I am a breaksmith.

When I set out to learn a new system, I provision a little hardware, install some software, maybe read the documentation, and configure it. But when I want to understand that system and how it operates, I break it.

I call this breaksmithing and it's an invaluable skill that all system operators should develop throughout their careers.

Smithing is a craft in which, over many years, one develops the skills to take a raw material, such as metal, and forge it into some finished product. Breaksmithing is a method one employs to grasp the ways in which a process or system can fail. It's not enough to know that something works; as an experienced operator, you know that it's only a matter of time before something fails. This is especially true in complex systems. In fact, I posit that a system's failures define it more than its successes. I cannot help but draw a parallel to the fact that on all UNIX-like systems, there is only one way for programs to denote success (0) but many more ways to denote failure (consult errno.h for some examples).

Ordo ab chao

When systems break, it can be uncomfortable, especially when you don't know what you don't know. But failures help to surface these unknowns and teach us. Peers of mine, whom I look up to and respect because they have deep knowledge of systems, have admitted they came by this knowledge through hardship:

"The only things I know anything in depth about are things that have
caused me problems in the past."

This is an experience I believe we all share. We remember most those events that were the most problematic, that confused us, that pushed the limits of our knowledge and experience at the time. The pain of that experience cemented the lesson in our minds. And it's in that vein that I think it's important to note that we often learn most from our negative experiences.

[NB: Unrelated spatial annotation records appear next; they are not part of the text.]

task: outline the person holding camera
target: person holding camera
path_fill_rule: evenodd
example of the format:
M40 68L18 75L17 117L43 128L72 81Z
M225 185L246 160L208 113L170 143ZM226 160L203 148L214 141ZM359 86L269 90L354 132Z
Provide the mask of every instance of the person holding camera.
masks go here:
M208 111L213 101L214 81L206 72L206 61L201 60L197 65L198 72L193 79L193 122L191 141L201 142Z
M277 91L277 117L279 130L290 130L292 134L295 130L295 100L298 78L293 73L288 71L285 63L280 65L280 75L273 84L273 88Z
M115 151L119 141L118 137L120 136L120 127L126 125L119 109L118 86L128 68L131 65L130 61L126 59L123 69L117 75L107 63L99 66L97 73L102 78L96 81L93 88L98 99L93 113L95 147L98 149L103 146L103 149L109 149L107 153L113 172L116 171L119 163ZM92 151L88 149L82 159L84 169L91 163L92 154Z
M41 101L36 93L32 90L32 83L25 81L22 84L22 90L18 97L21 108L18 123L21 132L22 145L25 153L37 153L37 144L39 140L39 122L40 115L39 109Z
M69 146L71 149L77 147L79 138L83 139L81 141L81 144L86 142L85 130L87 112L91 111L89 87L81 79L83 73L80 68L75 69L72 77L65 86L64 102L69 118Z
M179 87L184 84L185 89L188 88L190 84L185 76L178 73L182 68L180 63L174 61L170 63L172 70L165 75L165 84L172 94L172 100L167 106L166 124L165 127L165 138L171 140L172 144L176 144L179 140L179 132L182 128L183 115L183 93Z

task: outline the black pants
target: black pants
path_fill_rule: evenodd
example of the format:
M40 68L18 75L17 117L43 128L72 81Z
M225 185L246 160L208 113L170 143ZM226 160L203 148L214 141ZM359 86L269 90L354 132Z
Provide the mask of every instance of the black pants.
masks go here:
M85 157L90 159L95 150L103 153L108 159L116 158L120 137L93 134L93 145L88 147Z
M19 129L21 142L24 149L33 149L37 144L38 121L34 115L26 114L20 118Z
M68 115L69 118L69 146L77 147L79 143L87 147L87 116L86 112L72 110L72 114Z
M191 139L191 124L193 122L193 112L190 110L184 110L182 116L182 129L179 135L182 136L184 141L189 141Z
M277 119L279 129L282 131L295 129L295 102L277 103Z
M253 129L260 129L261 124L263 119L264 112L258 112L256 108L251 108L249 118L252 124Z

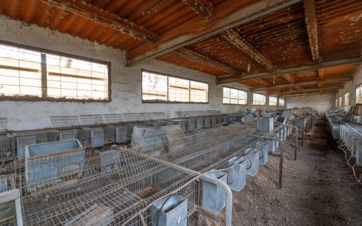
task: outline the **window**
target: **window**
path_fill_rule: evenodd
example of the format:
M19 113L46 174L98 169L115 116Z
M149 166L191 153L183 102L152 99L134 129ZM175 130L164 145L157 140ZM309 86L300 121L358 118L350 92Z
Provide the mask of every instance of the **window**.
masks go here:
M284 99L279 98L279 106L284 106Z
M246 105L248 103L248 92L223 88L223 103Z
M254 105L265 105L266 104L265 95L259 94L252 94L252 104Z
M142 71L145 102L208 103L209 85L185 79Z
M0 95L108 99L107 63L2 44L0 62Z
M362 103L362 84L356 87L356 103Z
M274 96L269 96L269 105L270 106L276 106L278 99Z
M345 106L349 106L350 105L350 92L347 92L344 94L344 105Z

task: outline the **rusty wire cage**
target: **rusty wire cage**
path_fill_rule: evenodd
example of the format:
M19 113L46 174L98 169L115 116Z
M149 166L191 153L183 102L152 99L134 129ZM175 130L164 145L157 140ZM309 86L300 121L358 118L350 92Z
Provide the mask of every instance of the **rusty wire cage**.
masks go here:
M83 156L79 150L39 156L34 161L39 170L20 176L26 225L141 225L141 220L151 225L152 204L175 192L188 199L189 215L199 205L197 174L121 147L75 167L74 158L82 162ZM52 164L40 167L39 163L49 161ZM44 170L60 171L61 176ZM30 182L32 176L37 180Z

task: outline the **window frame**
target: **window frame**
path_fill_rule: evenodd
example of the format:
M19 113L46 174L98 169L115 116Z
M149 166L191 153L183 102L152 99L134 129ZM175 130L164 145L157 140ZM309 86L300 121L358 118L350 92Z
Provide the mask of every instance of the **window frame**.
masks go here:
M280 100L283 100L284 103L283 103L283 105L280 104ZM278 106L285 106L285 99L283 98L278 98Z
M259 94L259 95L264 96L265 97L265 103L264 103L264 104L254 104L254 94ZM252 93L252 105L255 105L255 106L266 105L266 95L265 94L259 94L259 93L257 93L257 92L253 92Z
M159 74L159 75L161 75L161 76L167 76L167 81L168 81L168 83L167 83L167 89L168 89L167 97L168 97L168 100L167 101L163 101L163 100L143 100L143 79L142 79L143 72L148 72L148 73L153 73L153 74ZM191 84L191 81L194 81L194 82L197 82L197 83L201 83L208 84L208 101L207 102L192 102L192 101L185 102L185 101L168 101L168 98L169 98L169 96L170 96L170 94L168 92L168 89L169 89L169 83L168 83L168 80L169 79L168 79L168 78L169 77L172 77L172 78L175 78L175 79L183 79L183 80L188 80L189 81L189 100L190 99L190 96L191 96L191 92L190 92L190 85ZM171 75L171 74L168 74L157 72L154 72L154 71L152 71L152 70L146 70L146 69L143 69L142 68L141 70L141 103L142 103L209 104L209 103L210 103L210 83L208 82L202 81L200 81L200 80L190 79L181 77L181 76L174 76L174 75Z
M346 99L345 96L346 96L347 94L348 94L348 105L345 105L345 102L346 102L345 101L345 99ZM350 106L350 91L348 91L348 92L344 93L344 103L343 103L343 105L345 107Z
M232 90L238 90L238 103L239 103L239 91L243 91L245 92L246 92L246 103L223 103L223 88L228 88L228 89L232 89ZM225 104L225 105L248 105L248 101L249 100L249 92L248 92L247 90L241 90L241 89L235 89L235 88L231 88L231 87L228 87L228 86L225 86L225 85L223 85L223 90L222 90L222 96L221 96L221 103L222 104ZM229 101L230 102L230 101Z
M276 99L276 101L275 102L275 105L270 105L270 97L274 97ZM266 99L266 97L265 97ZM279 103L279 101L278 101L278 97L277 96L269 96L269 98L268 99L268 105L269 106L278 106L278 103ZM265 100L266 101L266 100Z
M23 44L15 43L7 41L0 40L0 44L23 48L23 49L26 49L28 50L37 51L41 53L59 55L60 56L74 58L74 59L79 59L81 61L94 62L94 63L97 63L99 64L104 64L107 65L108 68L108 99L67 99L67 98L63 98L63 97L51 97L51 96L1 96L0 95L0 101L54 101L54 102L101 102L101 103L108 103L108 102L112 101L111 63L110 61L101 61L99 59L95 59L93 58L74 55L74 54L68 54L68 53L55 51L55 50L47 50L44 48L37 48L37 47L34 47L34 46L30 46L30 45L23 45ZM46 64L41 63L41 66L43 67L43 65L45 65L46 67ZM46 75L44 76L43 72L41 73L41 89L42 90L43 89L46 89L46 90L47 89ZM43 96L43 93L42 93L42 96Z

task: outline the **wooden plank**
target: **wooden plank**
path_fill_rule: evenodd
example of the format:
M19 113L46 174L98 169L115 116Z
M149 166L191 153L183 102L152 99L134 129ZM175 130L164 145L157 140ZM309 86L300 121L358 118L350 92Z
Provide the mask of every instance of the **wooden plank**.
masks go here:
M212 7L207 7L199 0L183 0L183 2L191 7L194 12L203 18L209 18L212 14Z
M313 61L319 58L318 45L318 29L314 0L304 0L304 12L305 14L305 26L308 33L309 45Z
M202 64L216 68L219 70L221 70L234 76L241 75L241 72L236 69L234 69L230 66L226 65L225 64L214 61L212 59L210 59L197 52L191 51L184 48L179 48L179 50L174 51L174 53L179 54L182 57L188 59L189 60L197 61Z
M271 87L268 87L268 88L254 88L254 89L250 89L250 92L269 90L274 90L274 89L278 89L278 88L293 88L293 87L295 87L296 85L303 86L303 85L316 85L316 84L319 84L319 83L331 84L331 83L344 83L345 81L351 81L352 79L353 78L352 76L348 76L343 79L301 82L301 83L296 83L294 84L284 84L284 85L279 85L271 86Z
M70 12L76 15L86 17L94 23L114 28L123 34L130 35L137 39L150 42L158 41L159 35L144 29L134 23L121 18L116 14L102 10L91 4L83 3L77 0L40 0L41 1L57 8L61 11Z
M300 1L301 0L261 0L245 6L243 1L225 1L214 8L213 16L208 20L194 18L162 34L158 45L144 43L128 52L127 65L139 64Z
M265 56L250 45L246 40L241 37L234 30L232 29L227 30L223 37L232 45L247 54L254 61L266 69L270 71L276 70L276 66L273 65Z
M217 79L217 84L224 84L224 83L232 83L234 81L245 81L245 80L254 79L257 78L268 78L268 77L272 77L272 76L282 76L283 74L288 74L288 73L294 73L294 72L304 72L304 71L308 71L308 70L318 70L318 69L323 68L336 67L336 66L340 66L340 65L346 65L346 64L352 64L352 63L361 63L361 62L362 62L362 58L361 57L355 57L355 58L350 58L350 59L345 59L336 60L336 61L325 61L325 62L314 63L314 64L310 65L280 69L273 72L250 73L248 74L244 74L243 76L241 77L236 77L236 78L223 77L223 78L220 78Z

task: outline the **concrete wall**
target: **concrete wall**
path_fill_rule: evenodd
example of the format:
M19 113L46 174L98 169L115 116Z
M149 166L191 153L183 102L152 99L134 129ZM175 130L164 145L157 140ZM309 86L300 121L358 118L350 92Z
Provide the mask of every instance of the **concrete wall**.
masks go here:
M325 112L334 107L334 94L288 96L286 107L312 107L320 113Z
M348 111L350 106L356 104L356 87L362 83L362 64L357 68L356 71L352 74L353 80L345 82L343 88L339 90L336 94L334 99L339 99L342 96L342 106L345 111ZM344 94L347 92L350 92L350 105L345 104ZM335 101L335 100L334 100Z
M111 62L111 102L0 101L0 118L8 119L9 130L51 127L50 116L152 112L163 112L171 114L171 112L175 111L208 110L234 112L252 107L252 94L250 92L248 105L222 104L223 85L216 85L214 76L156 60L132 68L126 68L123 51L91 43L69 34L53 32L47 28L29 26L3 16L0 17L0 40ZM209 104L142 103L142 69L208 83ZM230 83L227 86L249 90L248 86L240 83ZM277 107L267 105L254 107L273 110Z

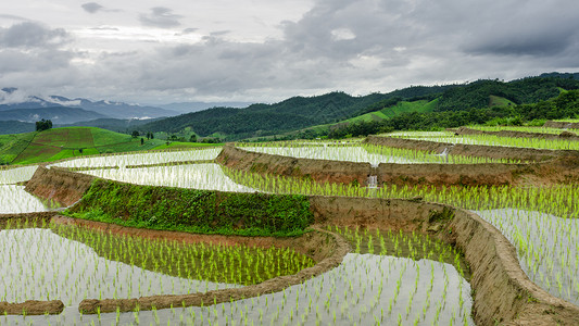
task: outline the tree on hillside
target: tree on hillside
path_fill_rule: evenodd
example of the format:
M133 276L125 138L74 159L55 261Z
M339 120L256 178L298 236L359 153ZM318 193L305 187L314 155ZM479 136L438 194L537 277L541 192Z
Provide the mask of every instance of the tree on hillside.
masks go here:
M37 121L36 122L36 130L37 131L42 131L42 130L48 130L48 129L51 129L52 128L52 121L50 120L41 120L41 121Z

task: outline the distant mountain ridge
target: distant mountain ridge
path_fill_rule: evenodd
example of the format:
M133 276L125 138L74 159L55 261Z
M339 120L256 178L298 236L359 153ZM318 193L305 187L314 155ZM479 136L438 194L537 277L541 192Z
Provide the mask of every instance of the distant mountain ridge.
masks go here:
M148 123L140 130L177 133L190 127L202 137L222 135L225 140L239 140L280 135L316 125L349 124L349 120L383 111L402 101L424 101L425 105L429 105L426 109L406 105L415 111L454 112L536 103L557 97L562 89L578 88L579 80L568 74L551 73L545 77L511 82L481 79L462 85L412 86L364 97L336 91L316 97L293 97L274 104L252 104L244 109L212 108Z
M92 111L100 117L113 118L153 118L162 116L173 116L179 112L155 108L141 106L137 104L127 104L112 101L91 101L83 98L68 99L61 96L29 96L17 88L9 87L0 90L0 120L3 118L3 111L22 110L22 109L42 109L42 108L78 108L85 111ZM83 118L85 121L91 118ZM79 122L83 120L77 120ZM71 123L71 122L67 122Z

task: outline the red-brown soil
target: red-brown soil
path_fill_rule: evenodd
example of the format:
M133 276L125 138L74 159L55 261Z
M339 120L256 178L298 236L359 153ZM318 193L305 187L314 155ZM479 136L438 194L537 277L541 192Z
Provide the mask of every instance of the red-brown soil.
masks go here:
M531 149L531 148L516 148L516 147L501 147L501 146L484 146L484 145L464 145L437 142L415 139L404 139L394 137L378 137L368 136L364 142L413 149L420 151L429 151L435 153L442 153L446 149L450 155L465 155L474 158L490 158L490 159L511 159L520 160L523 162L541 162L550 161L561 155L559 151Z
M294 159L281 155L249 152L226 145L215 161L236 170L272 173L276 175L311 178L316 181L350 184L366 183L369 163L352 163L327 160Z
M542 133L525 133L514 130L499 130L499 131L486 131L470 129L466 127L460 127L457 129L449 129L450 131L458 135L493 135L499 137L514 137L514 138L537 138L537 139L550 139L550 140L579 140L579 136L569 131L562 131L561 134L542 134Z
M64 303L60 300L36 301L28 300L22 303L0 302L0 314L2 315L55 315L64 311Z
M380 137L383 138L383 137ZM387 145L411 148L416 145L421 150L439 148L443 145L432 141L385 138ZM373 143L381 140L368 140ZM476 146L469 146L476 148ZM479 154L490 150L478 149ZM500 148L499 151L503 151ZM531 150L531 152L533 152ZM280 155L248 152L232 146L224 147L216 161L228 167L260 174L301 177L315 181L349 184L357 180L366 185L370 175L377 175L378 185L410 186L502 186L502 185L546 185L571 184L579 180L579 155L565 151L564 154L549 151L550 161L541 163L481 163L481 164L393 164L380 163L373 168L369 163L333 162L325 160L295 159ZM546 158L546 156L545 156ZM305 166L305 167L304 167Z
M235 153L236 156L232 158L231 153ZM255 158L244 156L243 153L240 150L228 151L229 155L221 160L239 162L237 165L246 166L246 168L254 166L248 161L255 160ZM267 160L267 156L261 155L260 158L260 162L264 164L268 162ZM276 158L276 160L278 159ZM324 166L311 161L316 160L307 161L313 163L313 166L310 167L311 171L319 170L320 166ZM279 162L276 168L285 171L287 167L281 162L288 161L282 160ZM530 170L523 172L527 174L527 178L536 177L540 181L558 180L561 174L564 174L565 171L571 171L569 175L575 176L572 171L577 171L579 167L579 160L572 155L565 155L552 162L530 164L528 166L530 166L528 167ZM318 173L322 174L323 170ZM330 171L330 174L332 173L335 172ZM348 170L340 173L345 174ZM551 176L550 173L555 176ZM62 172L56 171L56 174L63 176ZM74 178L75 175L74 173L68 173L63 177ZM84 178L83 175L78 175L78 177ZM58 178L54 181L58 181ZM86 184L87 181L84 180L83 183ZM72 181L70 184L75 185ZM65 185L62 184L59 187L64 188ZM77 186L73 190L78 193L80 187ZM319 226L363 226L393 230L416 230L431 234L456 246L464 252L465 259L470 265L473 275L471 288L474 289L474 318L479 325L494 325L495 323L506 325L579 325L579 308L549 294L530 281L520 268L516 251L508 240L496 228L473 213L443 204L420 202L419 200L338 197L312 197L311 209L314 213L315 222ZM454 218L450 218L451 215ZM116 228L113 226L103 227L106 229ZM135 233L139 234L141 231ZM149 234L149 231L142 233ZM207 240L203 239L203 237L196 236L194 238L199 241ZM326 236L326 238L322 236L320 239L322 242L330 241L332 250L328 252L332 252L332 254L326 256L320 253L319 259L322 260L316 266L303 269L295 275L274 278L241 289L211 291L190 296L158 296L130 300L85 300L79 310L96 312L97 308L100 306L101 312L104 312L116 311L118 306L121 311L130 311L136 305L139 305L141 310L152 309L153 306L162 309L168 308L171 304L181 305L184 302L186 305L200 305L211 304L214 301L224 302L279 291L289 285L301 283L340 264L342 256L349 250L348 243L335 235ZM229 240L222 239L222 241L227 242ZM259 241L261 240L256 240L256 242ZM268 241L270 240L262 241L263 243L269 243ZM312 242L313 246L304 244L305 247L302 250L307 252L310 249L322 244L316 241ZM288 243L288 246L298 244ZM315 254L315 251L311 254Z
M33 178L26 183L25 190L45 200L53 200L68 206L83 197L93 179L93 176L40 165Z
M128 231L126 228L123 231ZM149 231L149 235L152 235L155 231ZM163 233L163 231L161 231ZM210 240L213 236L199 237L197 235L188 235L191 237L192 241L200 241L202 238L204 240ZM177 235L177 238L188 237L187 234ZM86 299L80 302L78 310L83 313L97 313L98 311L102 312L129 312L134 311L137 306L140 310L152 310L154 309L166 309L172 306L201 306L201 305L211 305L214 303L229 302L231 300L248 299L253 297L259 297L262 294L273 293L281 291L282 289L301 284L314 276L320 275L324 272L327 272L331 268L337 267L341 264L343 256L350 251L350 244L341 238L340 236L317 229L311 233L305 234L302 237L293 239L260 239L255 241L253 238L240 239L241 237L231 237L231 239L225 239L227 237L217 237L217 241L225 242L247 242L250 246L265 244L265 243L278 243L278 244L291 244L294 246L299 251L305 251L305 253L311 253L313 256L316 256L319 261L313 267L304 268L298 272L294 275L287 275L275 277L263 281L261 284L247 286L243 288L236 289L223 289L214 290L205 293L191 293L182 296L152 296L152 297L141 297L138 299Z
M402 199L312 197L311 205L323 226L415 230L456 246L470 266L477 325L579 325L579 308L533 284L513 244L474 213Z

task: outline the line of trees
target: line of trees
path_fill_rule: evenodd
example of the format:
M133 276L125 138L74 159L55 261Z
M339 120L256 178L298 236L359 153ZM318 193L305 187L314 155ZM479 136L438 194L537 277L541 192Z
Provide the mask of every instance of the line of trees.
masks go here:
M42 118L41 121L36 122L37 131L42 131L42 130L48 130L48 129L52 129L52 121Z

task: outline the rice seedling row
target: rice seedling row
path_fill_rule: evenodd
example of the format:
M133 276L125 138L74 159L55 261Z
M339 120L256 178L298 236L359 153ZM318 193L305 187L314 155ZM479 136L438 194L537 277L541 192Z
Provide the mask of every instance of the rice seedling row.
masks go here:
M47 205L30 193L24 186L0 185L0 214L46 212Z
M136 154L122 155L106 155L79 158L55 163L51 166L59 167L125 167L127 165L150 165L162 164L168 162L184 162L184 161L210 161L214 160L221 152L221 148L211 149L194 149L186 151L165 151L165 152L148 152Z
M221 165L213 163L84 171L99 178L148 186L194 188L205 190L254 192L254 189L234 183Z
M281 292L210 306L173 308L80 315L73 311L59 316L4 316L12 324L65 323L102 325L473 325L469 284L444 259L455 256L442 243L412 235L339 229L357 242L357 253L320 276ZM374 236L374 238L373 238ZM392 237L390 240L386 238ZM418 259L425 246L440 261L385 255L399 243ZM364 242L361 244L360 242ZM397 244L398 246L398 244ZM414 249L412 247L415 247ZM438 246L438 249L436 249ZM365 249L361 249L365 248ZM374 251L375 254L362 252ZM392 249L393 250L393 249ZM401 249L393 250L402 252ZM0 317L2 321L2 317Z
M476 211L513 242L524 271L533 281L552 294L579 304L578 186L418 188L391 185L368 189L225 171L237 183L269 192L421 198Z
M33 177L37 168L37 165L28 165L23 167L0 170L0 185L11 185L27 181Z
M391 135L388 135L391 136ZM392 137L392 136L391 136ZM462 145L484 145L500 147L518 147L547 150L579 150L579 141L567 139L542 139L523 137L501 137L495 135L461 135L428 137L427 139L416 136L401 136L400 138L428 140L436 142L462 143Z
M550 135L559 135L563 131L568 131L566 129L559 128L547 128L547 127L528 127L528 126L469 126L470 129L482 130L482 131L520 131L520 133L532 133L532 134L550 134ZM570 131L571 134L576 134ZM577 135L577 134L576 134Z
M60 299L72 306L87 298L204 292L313 265L291 249L185 244L32 226L9 225L0 231L0 301Z
M428 151L399 149L370 143L341 145L341 143L307 143L307 142L263 142L248 146L238 143L247 151L267 153L274 155L364 162L378 166L380 163L398 164L421 164L421 163L440 163L440 164L478 164L478 163L518 163L517 160L474 158L464 155L446 155Z

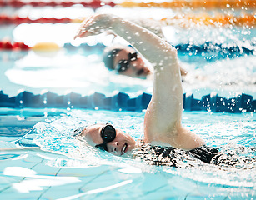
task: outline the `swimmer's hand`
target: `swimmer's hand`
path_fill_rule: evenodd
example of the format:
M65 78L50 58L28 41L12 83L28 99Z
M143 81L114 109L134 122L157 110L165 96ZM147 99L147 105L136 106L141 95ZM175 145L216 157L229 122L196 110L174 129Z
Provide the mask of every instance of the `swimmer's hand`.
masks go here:
M98 35L111 31L118 17L111 14L98 14L91 16L82 22L74 39L92 35Z

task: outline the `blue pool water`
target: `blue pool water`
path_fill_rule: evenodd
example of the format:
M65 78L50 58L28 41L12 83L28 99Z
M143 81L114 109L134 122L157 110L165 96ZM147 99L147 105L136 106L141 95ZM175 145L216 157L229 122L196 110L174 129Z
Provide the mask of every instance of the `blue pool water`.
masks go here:
M10 8L0 8L1 13L13 11ZM72 12L73 18L80 13L93 13L92 9L81 8L26 7L15 11L32 16L56 11L55 13L66 17ZM111 12L113 9L107 8L104 11ZM124 17L131 12L120 8L114 11ZM138 18L152 17L151 10L137 11L133 10L133 13ZM152 11L156 18L175 14L171 10ZM58 95L71 92L89 95L98 92L107 96L124 92L131 98L152 92L152 79L118 76L103 67L103 49L95 45L110 44L111 36L74 42L73 37L78 27L77 23L1 25L1 40L8 36L29 45L47 41L64 48L51 53L0 51L0 90L9 97L21 91L34 94L50 91ZM224 48L221 52L179 52L181 65L188 72L183 78L184 92L192 92L198 99L212 92L227 98L243 92L256 98L254 28L167 27L164 33L175 47L211 44L218 48L224 44L243 49L235 56L227 54ZM116 42L125 43L120 38L117 40ZM82 47L83 42L88 44L87 48ZM244 48L253 52L246 54ZM97 122L110 122L136 139L143 138L143 116L144 112L1 108L0 199L256 198L255 163L243 162L242 159L256 156L254 112L184 112L183 115L184 126L202 137L208 145L237 154L240 162L233 168L198 161L194 161L194 168L190 168L148 165L141 160L99 152L72 136L76 127ZM13 148L16 149L10 149Z
M202 162L188 169L151 166L99 153L71 136L72 128L97 121L140 138L143 112L2 108L0 114L1 148L38 145L42 149L1 152L0 194L5 199L15 199L13 192L26 199L255 198L255 163L253 169L243 162L238 169ZM255 157L255 151L239 148L255 147L255 119L251 113L185 112L183 117L184 126L208 145L233 149L241 158Z

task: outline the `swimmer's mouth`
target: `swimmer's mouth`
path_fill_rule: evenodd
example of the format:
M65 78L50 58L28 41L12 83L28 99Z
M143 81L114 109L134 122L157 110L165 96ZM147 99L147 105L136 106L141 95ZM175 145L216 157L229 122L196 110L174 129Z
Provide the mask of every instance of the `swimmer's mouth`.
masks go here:
M128 143L124 143L123 148L122 148L122 151L121 151L121 155L124 154L125 152L127 152L128 151Z

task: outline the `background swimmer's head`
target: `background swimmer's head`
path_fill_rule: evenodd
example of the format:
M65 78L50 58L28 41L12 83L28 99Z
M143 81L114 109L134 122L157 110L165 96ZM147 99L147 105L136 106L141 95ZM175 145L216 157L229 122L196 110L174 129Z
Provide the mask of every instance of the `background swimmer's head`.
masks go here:
M138 53L128 46L106 48L103 62L109 70L116 70L118 73L128 77L145 78L151 73Z
M96 147L103 143L101 132L108 126L106 124L94 124L88 126L83 130L79 136L86 139L89 145ZM109 142L107 142L107 151L122 156L135 148L135 140L128 133L119 128L114 128L116 137Z

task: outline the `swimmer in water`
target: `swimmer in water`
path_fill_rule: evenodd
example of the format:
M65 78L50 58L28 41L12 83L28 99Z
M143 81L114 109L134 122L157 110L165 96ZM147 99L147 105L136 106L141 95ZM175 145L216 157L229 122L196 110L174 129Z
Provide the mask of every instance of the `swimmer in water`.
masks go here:
M108 70L131 78L145 79L153 73L139 53L129 46L113 45L106 48L103 62ZM185 76L188 72L180 68L180 73Z
M210 162L218 151L207 147L203 139L182 125L183 92L177 50L148 29L110 14L98 14L85 19L75 38L106 31L122 37L136 49L130 48L118 52L122 62L115 61L115 64L121 64L119 71L128 72L133 62L138 62L138 66L143 68L137 52L153 66L153 92L144 117L143 142L182 149L205 162ZM145 70L143 74L148 72ZM131 74L133 76L134 72ZM77 136L82 137L90 145L117 156L128 154L139 143L111 124L88 126L78 131Z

Perhaps this is a derivative of some latent survival instinct. Maybe its a function of being highly motivated to remove a negative stimulus (i.e. operant conditioning). Whatever it is, I'm comfortable saying, at least anecdotally, that learning through failure helps to shape how we design and operate systems, because we can learn from what happens when they break down and how that failure presents itself.

Truth be told, we're not building systems that Just Work (tm). And we're not building systems that never fail. Our experiences help us to know that systems will fail. Therefore, it's incumbent on us to design systems so that when they fail, we can degrade the failure, or recover from failure with minimal loss.

On a larger scale this type of system design is referred to as resilience engineering. And it's the basis of programs such as Amazon's and Etsy's GameDays and Netflix's ChaosMonkey. The general premise is that manufactured failure helps us test assumptions about how our systems fail, our ability to detect the failure, how engineers respond, and what impact those failures have on the organization. A good place to soak up some ideas around resilience engineering is an article on the ACM Queue site named Resilience Engineering: Learning to Embrace Failure.

Learning without thought is labor lost; thought without learning is perilous

We must learn from our failures if we are to improve anything. The most crucial part of breaksmithing is half absorbing the lessons learned and half disseminating those lessons to others. In my career, teaching and sharing ideas have helped me better internalize what I've experienced because I'm forced to think about the content in such a way that it can be useful to others. For example, defining the impact of the failure and its downstream effects provides critical context that allows others to understand what occurred and possibly develop ideas about how to better monitor and address the issue in the future.

When breaksmithing, systems and failure are the raw materials of our trade. Learning is the flux that purges impurities. And resilient systems are the finished product we forge.